98% of S’pore finance employees, accountants work overtime: survey

Almost all employees who work in the finance and accounting industry in Singapore go home later than usual. (Yahoo! file photo)

What may have been suspected has been confirmed by a survey – 98 per cent of those who work in the finance and accounting industry in Singapore work longer than their scheduled working hours.

This means only one in 50 finance and accounting professionals leave work on time every day, said recruitment firm Robert Half, which conducted the survey.

The number rises to 100 per cent when it comes to large firms of more than 1,000 employees, it said.

The global survey conducted among 2,179 chief financial officers (CFOs) and finance directors asked them how often do their employees work longer than their contracted hours. In Singapore, the survey included 150 finance leaders across a range of industries.

According to the survey, employees in Singapore work longer than the global average. At 2 per cent, Singapore has one of the lowest percentages of employees who work their contracted office hours of any of the 15 countries covered. 

Only Switzerland has a lower percentage, where employers state 100 per cent of their finance and accounting staff work longer than contracted to. Globally, 9 per cent of employees said their employees are never required to do extra work outside of their contracted hours.

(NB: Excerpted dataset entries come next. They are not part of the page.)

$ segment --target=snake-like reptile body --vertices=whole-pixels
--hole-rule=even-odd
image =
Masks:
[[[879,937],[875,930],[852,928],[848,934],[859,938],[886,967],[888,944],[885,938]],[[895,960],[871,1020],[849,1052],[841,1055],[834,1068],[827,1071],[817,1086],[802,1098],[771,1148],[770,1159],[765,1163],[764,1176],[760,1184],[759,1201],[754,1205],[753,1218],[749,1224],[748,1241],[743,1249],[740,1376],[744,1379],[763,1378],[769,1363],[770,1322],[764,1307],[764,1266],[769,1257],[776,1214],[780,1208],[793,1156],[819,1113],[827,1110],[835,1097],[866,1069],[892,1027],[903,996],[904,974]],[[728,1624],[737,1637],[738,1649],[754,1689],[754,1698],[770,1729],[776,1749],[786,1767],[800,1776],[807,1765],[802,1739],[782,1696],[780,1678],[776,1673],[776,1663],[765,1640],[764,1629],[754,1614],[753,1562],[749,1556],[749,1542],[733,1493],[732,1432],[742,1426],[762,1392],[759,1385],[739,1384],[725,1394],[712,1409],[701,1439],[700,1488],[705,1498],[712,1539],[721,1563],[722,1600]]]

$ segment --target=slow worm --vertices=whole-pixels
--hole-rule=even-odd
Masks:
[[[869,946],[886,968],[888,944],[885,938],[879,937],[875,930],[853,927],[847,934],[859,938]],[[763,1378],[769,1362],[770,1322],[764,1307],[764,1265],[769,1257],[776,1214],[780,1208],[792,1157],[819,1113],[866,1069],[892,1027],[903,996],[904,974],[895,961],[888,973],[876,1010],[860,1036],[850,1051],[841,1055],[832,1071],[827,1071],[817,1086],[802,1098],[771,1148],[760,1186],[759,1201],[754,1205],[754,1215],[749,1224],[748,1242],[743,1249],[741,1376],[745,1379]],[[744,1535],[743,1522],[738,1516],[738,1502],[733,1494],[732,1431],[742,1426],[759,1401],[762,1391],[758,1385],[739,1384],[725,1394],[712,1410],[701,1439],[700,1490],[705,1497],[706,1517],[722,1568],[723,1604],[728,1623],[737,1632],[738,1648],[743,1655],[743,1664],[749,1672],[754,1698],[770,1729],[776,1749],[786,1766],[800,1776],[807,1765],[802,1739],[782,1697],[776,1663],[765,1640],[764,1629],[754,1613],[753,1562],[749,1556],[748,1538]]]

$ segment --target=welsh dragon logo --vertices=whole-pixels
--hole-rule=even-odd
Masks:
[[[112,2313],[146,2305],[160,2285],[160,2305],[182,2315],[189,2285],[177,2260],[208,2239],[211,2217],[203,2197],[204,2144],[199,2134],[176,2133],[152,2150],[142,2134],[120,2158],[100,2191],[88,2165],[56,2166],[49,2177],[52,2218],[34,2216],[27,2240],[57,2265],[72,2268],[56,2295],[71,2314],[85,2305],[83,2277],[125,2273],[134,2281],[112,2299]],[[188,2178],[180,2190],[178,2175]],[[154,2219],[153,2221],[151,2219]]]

When comparing those who work overtime every day, Singapore’s 17 per cent is the same as the global average.  The country with the highest proportion of employees working overtime daily is Hong Kong, where 42 percent of accounting and finance personnel stay long after the clock has signalled game over.
Another 46 per cent of Singapore employees work longer hours two to three times a week, higher than the global average of 37 per cent.

However, is clocking all that extra hours good on workers?

Stella Tang, director of Robert Half Singapore, said employers were divided about whether working longer hours is a good or bad thing for staff morale.

“In Singapore, 39 per cent of CFOs and finance directors believe working longer hours has a positive impact on employee morale, while 45 per cent believe it has a negative impact,” Tang said.

The remaining 16 per cent say working longer hours have no effect on employee morale.

Perhaps, however, it partly explains why Singapore’s total fertility rate is so low.